Solomon DH, Goodson NJ, Katz JN, Weinblatt ME, Avorn J, Setoguchi S, Canning C, Schneeweiss S. · Division of Pharmacoepidemiology, Brigham and Women's Hospital, 1620 Tremont Street, Suite 3030, Boston, MA 02120, USA. · Ann Rheum Dis. · Pubmed #16793844 No free full text.

Abstract: BACKGROUND: Although it is known that rheumatoid arthritis is associated with an increased risk of cardiovascular disease (CVD), the pattern of this risk is not clear. This study investigated the relative risk of myocardial infarction, stroke and CVD mortality in adults with rheumatoid arthritis compared with adults without rheumatoid arthritis across age groups, sex and prior CVD event status. METHODS: We conducted a cohort study among all residents aged >or=18 years residing in British Columbia between 1999 and 2003. Residents who had visited the doctor at least thrice for rheumatoid arthritis (International Classification of Disease = 714) were considered to have rheumatoid arthritis. A non-rheumatoid arthritis cohort was matched to the rheumatoid arthritis cohort by age, sex and start of follow-up. The primary composite end point was a hospital admission for myocardial infarction, stroke or CVD mortality. RESULTS: 25 385 adults who had at least three diagnoses for rheumatoid arthritis during the study period were identified. During the 5-year study period, 375 patients with rheumatoid arthritis had a hospital admission for myocardial infarction, 363 had a hospitalisation for stroke, 437 died from cardiovascular causes and 1042 had one of these outcomes. The rate ratio for a CVD event in patients with rheumatoid arthritis was 1.6 (95% confidence interval (CI) 1.5 to 1.7), and the rate difference was 5.7 (95% CI 4.9 to 6.4) per 1000 person-years.
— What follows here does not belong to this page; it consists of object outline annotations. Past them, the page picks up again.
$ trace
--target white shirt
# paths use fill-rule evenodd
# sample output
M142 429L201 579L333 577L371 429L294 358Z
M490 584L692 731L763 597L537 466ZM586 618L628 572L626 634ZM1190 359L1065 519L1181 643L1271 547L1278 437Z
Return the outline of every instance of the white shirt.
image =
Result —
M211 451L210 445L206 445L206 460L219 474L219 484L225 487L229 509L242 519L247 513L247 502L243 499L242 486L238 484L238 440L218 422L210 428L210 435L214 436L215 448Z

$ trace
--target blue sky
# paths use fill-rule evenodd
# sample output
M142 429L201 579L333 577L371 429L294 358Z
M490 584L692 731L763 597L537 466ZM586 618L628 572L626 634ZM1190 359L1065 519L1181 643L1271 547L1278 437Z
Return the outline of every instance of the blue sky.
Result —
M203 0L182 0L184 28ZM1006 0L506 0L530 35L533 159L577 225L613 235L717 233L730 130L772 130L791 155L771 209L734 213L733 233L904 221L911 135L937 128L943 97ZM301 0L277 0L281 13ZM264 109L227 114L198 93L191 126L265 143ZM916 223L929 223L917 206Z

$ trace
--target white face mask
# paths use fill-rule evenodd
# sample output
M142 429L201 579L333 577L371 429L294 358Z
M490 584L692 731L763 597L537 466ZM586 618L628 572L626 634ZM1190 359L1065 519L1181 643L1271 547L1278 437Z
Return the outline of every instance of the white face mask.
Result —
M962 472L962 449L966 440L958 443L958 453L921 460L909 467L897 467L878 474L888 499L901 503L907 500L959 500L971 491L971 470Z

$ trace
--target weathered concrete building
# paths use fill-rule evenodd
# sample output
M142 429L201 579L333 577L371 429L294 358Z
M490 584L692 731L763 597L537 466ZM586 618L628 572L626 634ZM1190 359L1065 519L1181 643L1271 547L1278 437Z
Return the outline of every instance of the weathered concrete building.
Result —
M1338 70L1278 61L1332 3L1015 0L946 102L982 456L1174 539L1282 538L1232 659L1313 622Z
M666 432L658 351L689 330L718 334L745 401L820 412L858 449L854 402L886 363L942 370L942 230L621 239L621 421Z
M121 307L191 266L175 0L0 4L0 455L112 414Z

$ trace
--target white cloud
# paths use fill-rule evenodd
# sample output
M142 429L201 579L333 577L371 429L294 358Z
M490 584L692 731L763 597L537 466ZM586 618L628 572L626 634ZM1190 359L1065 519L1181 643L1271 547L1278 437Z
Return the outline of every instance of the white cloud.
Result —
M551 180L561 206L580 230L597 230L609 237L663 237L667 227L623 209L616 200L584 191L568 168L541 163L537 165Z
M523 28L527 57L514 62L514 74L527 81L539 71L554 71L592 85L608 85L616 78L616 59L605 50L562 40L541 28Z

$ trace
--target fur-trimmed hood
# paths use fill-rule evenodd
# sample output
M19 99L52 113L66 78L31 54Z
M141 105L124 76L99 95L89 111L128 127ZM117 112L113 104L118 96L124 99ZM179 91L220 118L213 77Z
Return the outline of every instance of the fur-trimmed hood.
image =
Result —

The rate ratio decreased with age, from 3.3 in patients aged 18-39 years to 1.6 in those aged >or=75 years. However, the rate difference was 1.2 per 1000 person-years in the youngest age group and increased to 19.7 per 1000 person-years in those aged >or=75 years. Among patients with a prior CVD event, the rate ratios and rate differences were not increased in rheumatoid arthritis. CONCLUSIONS: This study confirms that rheumatoid arthritis is a risk factor for CVD events and shows that the rate ratio for CVD events among subjects with rheumatoid arthritis is highest in young adults and those without known prior CVD events. However, in absolute terms, the difference in event rates is highest in older adults.